2/52 El privilegio de vivir tocando el mar

Mi casa no es mía porque no tengo dinero para comprarla. Tampoco soy persona de raíces muy fuertes en ese sentido. Siempre me ha gustado ver otros sitios, y si bien es bueno sentir y saber que hay un sitio al que volver al que llamamos hogar, nunca he pensado que mi hogar tuviese que estar siempre el mismo lugar.

Toda mi vida he querido ir a Irlanda. No sé porqué. Es algo que proviene de dentro, es como una pequeña llama que incesante me recuerda que tengo algo pendiente. Hace tiempo que dejé de ser una adolescente romántica, pero la llama sigue allí encendida después de tantos años. Parece que  sigue iluminado un camino que está pensado para mí, que espera a ser recorrido para cuando esté preparada para dirigir hacia él mis pasos.

Creo que es estupendo que a cada uno de nosotros nos toquen  senderos distintos que recorrer. He conocido personas que no han salido jamás del país, ni de su tierra porque no han sentido la necesidad de hacerlo. He conocido personas que  habiendo viajado, no han encontrado placer ni interés en ello. Y personas que son viajeras impenitentes y han visto más del mundo del que yo veré jamás. Alguna vez he tenido que desplazarme temporalmente por formación y trabajo, y ese tipo de viaje no me ha gustado.

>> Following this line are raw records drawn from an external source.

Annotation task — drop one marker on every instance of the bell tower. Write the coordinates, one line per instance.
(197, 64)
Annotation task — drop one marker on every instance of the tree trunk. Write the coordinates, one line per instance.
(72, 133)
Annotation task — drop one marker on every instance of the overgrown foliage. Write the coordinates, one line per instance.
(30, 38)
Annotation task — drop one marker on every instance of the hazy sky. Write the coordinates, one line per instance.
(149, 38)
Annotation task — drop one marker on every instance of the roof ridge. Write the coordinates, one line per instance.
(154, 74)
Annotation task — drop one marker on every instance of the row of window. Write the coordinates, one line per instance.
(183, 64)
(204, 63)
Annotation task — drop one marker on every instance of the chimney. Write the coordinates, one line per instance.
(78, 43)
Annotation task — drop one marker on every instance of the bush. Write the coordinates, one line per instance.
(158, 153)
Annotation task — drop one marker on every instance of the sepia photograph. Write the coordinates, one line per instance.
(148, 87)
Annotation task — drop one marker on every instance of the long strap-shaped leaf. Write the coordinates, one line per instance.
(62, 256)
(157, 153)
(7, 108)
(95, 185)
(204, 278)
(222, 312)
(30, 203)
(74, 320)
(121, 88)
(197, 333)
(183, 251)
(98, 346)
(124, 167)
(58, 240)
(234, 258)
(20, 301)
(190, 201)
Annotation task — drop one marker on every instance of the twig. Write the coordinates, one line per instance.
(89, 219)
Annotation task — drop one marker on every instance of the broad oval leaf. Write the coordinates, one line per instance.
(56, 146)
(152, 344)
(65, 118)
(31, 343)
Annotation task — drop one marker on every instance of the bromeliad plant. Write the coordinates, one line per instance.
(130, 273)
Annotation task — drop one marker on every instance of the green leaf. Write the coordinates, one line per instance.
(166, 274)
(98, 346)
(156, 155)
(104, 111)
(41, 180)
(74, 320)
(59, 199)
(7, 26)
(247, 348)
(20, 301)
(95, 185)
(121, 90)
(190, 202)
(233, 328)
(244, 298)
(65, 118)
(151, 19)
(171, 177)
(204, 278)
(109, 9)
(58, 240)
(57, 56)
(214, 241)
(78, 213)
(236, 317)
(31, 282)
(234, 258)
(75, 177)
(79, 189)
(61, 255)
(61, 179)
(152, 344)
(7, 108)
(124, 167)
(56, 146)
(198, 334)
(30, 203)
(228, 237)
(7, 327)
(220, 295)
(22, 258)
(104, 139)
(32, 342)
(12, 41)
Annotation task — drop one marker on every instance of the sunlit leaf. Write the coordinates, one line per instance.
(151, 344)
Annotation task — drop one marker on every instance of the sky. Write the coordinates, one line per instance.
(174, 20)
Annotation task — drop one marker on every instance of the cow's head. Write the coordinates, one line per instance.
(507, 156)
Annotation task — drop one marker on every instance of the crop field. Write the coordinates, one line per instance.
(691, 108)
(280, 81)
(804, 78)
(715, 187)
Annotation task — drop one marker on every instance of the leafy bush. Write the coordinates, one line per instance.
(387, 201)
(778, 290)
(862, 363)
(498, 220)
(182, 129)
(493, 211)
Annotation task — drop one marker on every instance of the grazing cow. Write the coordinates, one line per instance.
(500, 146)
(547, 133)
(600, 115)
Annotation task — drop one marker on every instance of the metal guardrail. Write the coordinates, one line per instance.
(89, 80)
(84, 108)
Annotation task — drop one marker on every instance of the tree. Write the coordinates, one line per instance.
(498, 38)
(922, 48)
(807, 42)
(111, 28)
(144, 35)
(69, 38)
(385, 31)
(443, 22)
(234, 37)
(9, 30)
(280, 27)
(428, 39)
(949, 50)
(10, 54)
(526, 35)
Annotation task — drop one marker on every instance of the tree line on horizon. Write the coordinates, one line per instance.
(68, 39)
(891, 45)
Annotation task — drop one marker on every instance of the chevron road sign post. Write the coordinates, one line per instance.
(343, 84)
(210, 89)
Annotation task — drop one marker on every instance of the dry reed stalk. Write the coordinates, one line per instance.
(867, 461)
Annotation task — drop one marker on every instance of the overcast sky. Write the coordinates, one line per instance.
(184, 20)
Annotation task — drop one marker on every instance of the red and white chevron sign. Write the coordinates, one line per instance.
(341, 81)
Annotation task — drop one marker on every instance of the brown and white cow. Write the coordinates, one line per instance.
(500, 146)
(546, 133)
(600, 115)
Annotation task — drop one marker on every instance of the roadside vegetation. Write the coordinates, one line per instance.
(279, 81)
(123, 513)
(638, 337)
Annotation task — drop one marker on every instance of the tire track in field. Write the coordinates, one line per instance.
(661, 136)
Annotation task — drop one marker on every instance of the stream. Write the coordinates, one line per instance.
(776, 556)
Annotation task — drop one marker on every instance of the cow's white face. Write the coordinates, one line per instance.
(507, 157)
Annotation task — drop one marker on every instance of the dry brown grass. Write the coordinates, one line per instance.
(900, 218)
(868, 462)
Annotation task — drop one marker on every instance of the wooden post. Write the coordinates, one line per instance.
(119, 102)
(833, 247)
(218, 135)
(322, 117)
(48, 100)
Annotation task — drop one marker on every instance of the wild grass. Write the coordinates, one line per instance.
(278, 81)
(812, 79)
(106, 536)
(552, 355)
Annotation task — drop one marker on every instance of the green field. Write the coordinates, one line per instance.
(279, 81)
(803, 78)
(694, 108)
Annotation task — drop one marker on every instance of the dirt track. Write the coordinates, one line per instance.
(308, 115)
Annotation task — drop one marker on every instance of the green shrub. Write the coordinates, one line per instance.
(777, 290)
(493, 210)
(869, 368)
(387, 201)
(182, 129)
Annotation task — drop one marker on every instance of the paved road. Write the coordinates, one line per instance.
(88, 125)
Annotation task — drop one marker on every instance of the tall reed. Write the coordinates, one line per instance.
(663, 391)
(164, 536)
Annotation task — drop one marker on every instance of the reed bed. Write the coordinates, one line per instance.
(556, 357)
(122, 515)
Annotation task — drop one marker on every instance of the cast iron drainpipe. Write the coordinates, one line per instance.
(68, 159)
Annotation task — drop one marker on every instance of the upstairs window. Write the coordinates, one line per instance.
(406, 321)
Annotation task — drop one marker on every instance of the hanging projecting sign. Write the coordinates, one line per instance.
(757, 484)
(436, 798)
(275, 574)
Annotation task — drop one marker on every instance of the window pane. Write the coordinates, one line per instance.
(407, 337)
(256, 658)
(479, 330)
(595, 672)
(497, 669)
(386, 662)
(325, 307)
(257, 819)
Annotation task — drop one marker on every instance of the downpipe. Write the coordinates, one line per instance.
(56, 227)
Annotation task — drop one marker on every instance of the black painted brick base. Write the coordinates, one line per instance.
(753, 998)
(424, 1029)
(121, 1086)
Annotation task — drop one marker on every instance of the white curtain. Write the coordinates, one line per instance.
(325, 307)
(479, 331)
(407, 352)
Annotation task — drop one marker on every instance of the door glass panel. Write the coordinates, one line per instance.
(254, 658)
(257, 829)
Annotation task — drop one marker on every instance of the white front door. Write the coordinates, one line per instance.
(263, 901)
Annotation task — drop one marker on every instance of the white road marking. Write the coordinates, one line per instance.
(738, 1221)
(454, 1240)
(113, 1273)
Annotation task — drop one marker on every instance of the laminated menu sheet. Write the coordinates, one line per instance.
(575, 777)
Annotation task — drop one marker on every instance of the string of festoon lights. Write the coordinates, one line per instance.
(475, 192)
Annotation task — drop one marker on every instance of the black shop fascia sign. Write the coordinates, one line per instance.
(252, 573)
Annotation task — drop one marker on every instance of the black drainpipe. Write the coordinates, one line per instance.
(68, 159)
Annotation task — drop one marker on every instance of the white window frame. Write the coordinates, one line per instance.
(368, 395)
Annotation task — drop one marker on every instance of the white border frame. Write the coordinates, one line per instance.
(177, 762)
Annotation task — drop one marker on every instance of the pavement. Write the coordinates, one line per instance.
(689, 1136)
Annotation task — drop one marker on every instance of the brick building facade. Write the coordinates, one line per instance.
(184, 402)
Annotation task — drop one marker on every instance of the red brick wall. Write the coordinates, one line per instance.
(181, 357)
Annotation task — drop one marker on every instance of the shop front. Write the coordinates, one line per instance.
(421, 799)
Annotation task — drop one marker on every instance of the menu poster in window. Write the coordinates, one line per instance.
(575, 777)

Mi marido es irlandés, sí, pero él no tuvo nada que ver en el inicio de mi viaje personal. Yo ya había viajado a Éire varias veces cuando le conocí.  Él llegó después, por casualidad total y absoluta, tal cual llega el amor. Y ahora tengo familia en la isla esmeralda, y allí tengo otro hogar. Y mis hijos son medio irlandeses. Y la llama brilla más que nunca. Y aunque sigo aquí, en mi tierra (porque es mi tierra y mi familia), sigo soñando con el día en el  que se cumpla un deseo de adolescente que ha resultado ser algo más profundo. Puedo esperar.

Y mientras espero, mis ojos miran al mar al pie de la torre de Hércules y buscan el horizonte, esperando encontrar un destello verde, tal cual sucedió hace muchos años y es relatado en ambas tierras.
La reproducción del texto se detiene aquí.